En conjunto el sueño es una función restauradora del cuerpo, con producción de defensas y hormonas en la infancia, de recuperación y refuerzo de las funciones cerebrales, de equilibrios fisiológicos y regulación del estado de ánimo. Dormir, además, puede resultar liberador, como señalan los eruditos que han podido desentrañar el famoso y complejo poema Primero sueño de sor Juana. También se ha divulgado la versión de que dada la longitud de la noche, del ocaso al amanecer, en épocas pasadas la gente se dormía temprano y luego había un intermedio seguido de un segundo sueño.

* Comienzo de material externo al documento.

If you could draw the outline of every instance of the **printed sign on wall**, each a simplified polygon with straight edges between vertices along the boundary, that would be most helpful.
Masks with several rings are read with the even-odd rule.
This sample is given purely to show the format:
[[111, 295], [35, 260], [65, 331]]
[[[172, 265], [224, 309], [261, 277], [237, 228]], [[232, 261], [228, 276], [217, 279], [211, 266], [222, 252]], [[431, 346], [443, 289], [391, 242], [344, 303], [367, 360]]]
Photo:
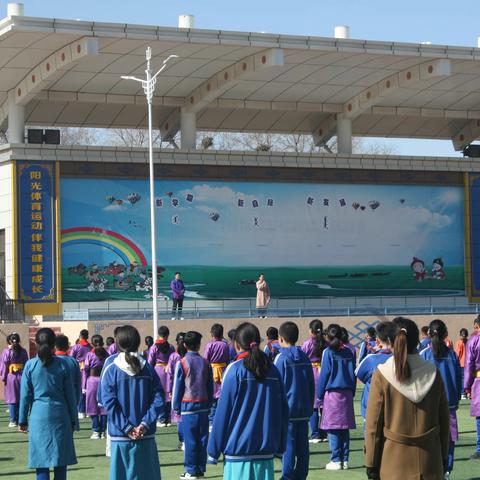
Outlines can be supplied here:
[[56, 302], [55, 162], [16, 165], [19, 297]]

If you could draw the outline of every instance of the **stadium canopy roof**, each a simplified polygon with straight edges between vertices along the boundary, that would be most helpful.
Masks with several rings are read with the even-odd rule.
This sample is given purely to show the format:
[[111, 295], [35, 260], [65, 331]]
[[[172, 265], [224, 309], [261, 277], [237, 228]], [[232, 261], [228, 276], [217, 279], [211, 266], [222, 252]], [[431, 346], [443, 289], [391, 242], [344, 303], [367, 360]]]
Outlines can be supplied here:
[[480, 49], [97, 23], [26, 16], [0, 21], [0, 125], [8, 104], [30, 125], [144, 128], [145, 49], [158, 78], [155, 126], [180, 110], [204, 131], [451, 139], [480, 136]]

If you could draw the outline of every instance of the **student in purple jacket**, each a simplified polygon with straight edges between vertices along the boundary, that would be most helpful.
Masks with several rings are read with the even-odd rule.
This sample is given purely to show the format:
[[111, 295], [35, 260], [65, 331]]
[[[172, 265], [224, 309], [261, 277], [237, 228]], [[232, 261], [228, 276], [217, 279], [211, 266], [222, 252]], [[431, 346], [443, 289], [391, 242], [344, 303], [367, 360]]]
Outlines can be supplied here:
[[[70, 356], [73, 357], [80, 367], [80, 371], [83, 375], [83, 369], [85, 366], [85, 358], [87, 353], [92, 349], [92, 346], [88, 343], [88, 330], [80, 330], [77, 343], [72, 347]], [[78, 402], [78, 418], [85, 418], [85, 395], [82, 394], [80, 402]]]
[[8, 426], [14, 428], [18, 425], [18, 412], [20, 407], [20, 382], [23, 367], [28, 361], [27, 351], [20, 345], [20, 335], [12, 333], [8, 336], [9, 346], [2, 354], [1, 376], [5, 385], [5, 402], [10, 412]]
[[213, 371], [213, 402], [210, 410], [210, 424], [215, 418], [218, 399], [220, 398], [220, 390], [222, 389], [223, 374], [227, 365], [230, 363], [230, 348], [228, 343], [223, 339], [223, 325], [214, 323], [210, 329], [212, 339], [205, 346], [203, 356], [212, 367]]
[[106, 436], [107, 412], [99, 407], [97, 400], [100, 374], [108, 353], [103, 347], [103, 337], [94, 335], [92, 337], [93, 349], [85, 357], [83, 369], [82, 390], [86, 396], [86, 414], [92, 419], [92, 440], [99, 440]]
[[182, 309], [183, 309], [183, 298], [185, 297], [185, 285], [183, 284], [180, 272], [175, 273], [175, 278], [170, 283], [170, 288], [172, 289], [172, 320], [183, 320]]

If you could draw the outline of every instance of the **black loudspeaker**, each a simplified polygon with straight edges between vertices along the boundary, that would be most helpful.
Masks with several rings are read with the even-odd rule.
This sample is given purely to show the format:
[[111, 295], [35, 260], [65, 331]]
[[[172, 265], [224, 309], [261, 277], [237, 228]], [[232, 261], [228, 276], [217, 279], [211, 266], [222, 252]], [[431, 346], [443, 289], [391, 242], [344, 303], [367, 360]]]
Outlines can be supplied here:
[[480, 145], [478, 144], [467, 145], [463, 149], [463, 156], [471, 157], [471, 158], [480, 158]]
[[60, 130], [45, 130], [43, 141], [49, 145], [60, 145]]
[[29, 128], [27, 132], [28, 143], [43, 143], [43, 130], [38, 128]]

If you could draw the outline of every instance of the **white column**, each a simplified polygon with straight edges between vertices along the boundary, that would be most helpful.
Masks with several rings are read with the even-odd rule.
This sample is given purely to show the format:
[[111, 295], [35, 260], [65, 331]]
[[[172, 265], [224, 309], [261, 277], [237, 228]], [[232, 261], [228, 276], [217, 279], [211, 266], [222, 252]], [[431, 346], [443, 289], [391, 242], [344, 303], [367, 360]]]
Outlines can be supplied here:
[[8, 94], [8, 143], [25, 143], [25, 107], [15, 103], [15, 92]]
[[352, 154], [352, 120], [340, 115], [337, 119], [337, 151], [344, 155]]
[[348, 25], [338, 25], [335, 27], [333, 36], [335, 38], [350, 38], [350, 27]]
[[197, 148], [197, 116], [184, 108], [180, 111], [180, 134], [182, 148]]
[[7, 3], [7, 17], [23, 17], [23, 3]]
[[195, 17], [190, 14], [183, 14], [178, 17], [178, 28], [194, 28]]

Si alguien quiere sentirse mal, una receta infalible es dormir mal; esto incluye dificultades para conciliar el sueño, despertarse durante la noche, sonambulismo, moverse anormalmente durante el sueño, roncar e incluso dejar de respirar a ratos. Las causas de estos sueños problemáticos son también muy variadas, principalmente factores físicos o psicológicos: el entorno, las actividades previas al sueño, estrés, obesidad, alteración del ciclo sueño-vigilia, por ejemplo debido a un viaje. Los indicios de que se durmió mal son sentirse cansados durante el día, quedarse dormidos en cualquier lugar y estar de malas.

El loable Día Mundial del Sueño, recién celebrado en marzo, exige cariñosamente a los jóvenes universitarios que duerman 7.5 horas, de noche, a buena hora, sin cenar fuerte, sin ver la tele o el celular. Como antes describí, el estado de somnolencia o franco sueño de la población a mi alcance no parece depender de la edad (por ahora no tengo datos sólidos de los vagones masculinos), aunque creo percibir un ligero sesgo hacia los jóvenes; trato de explicármelo pensando en cómo se ven expuestos a estímulos constantes de todo tipo, voluntarios o no.

Debo confesar, sin embargo, que a veces me asalta una duda, sobre todo cuando yo misma vengo cansada a las 7 a. m.: ¿no será que cerrar los ojos en público es una forma de no entablar contacto visual, a su vez una manera de no reconocer que alguien requiere que se le ceda el asiento porque viene cansada? Aunque si a pretextos vamos, dense una vuelta al pasado con la canción de Petula Clark “No te duermas en el metro”, de mediados de los años 70.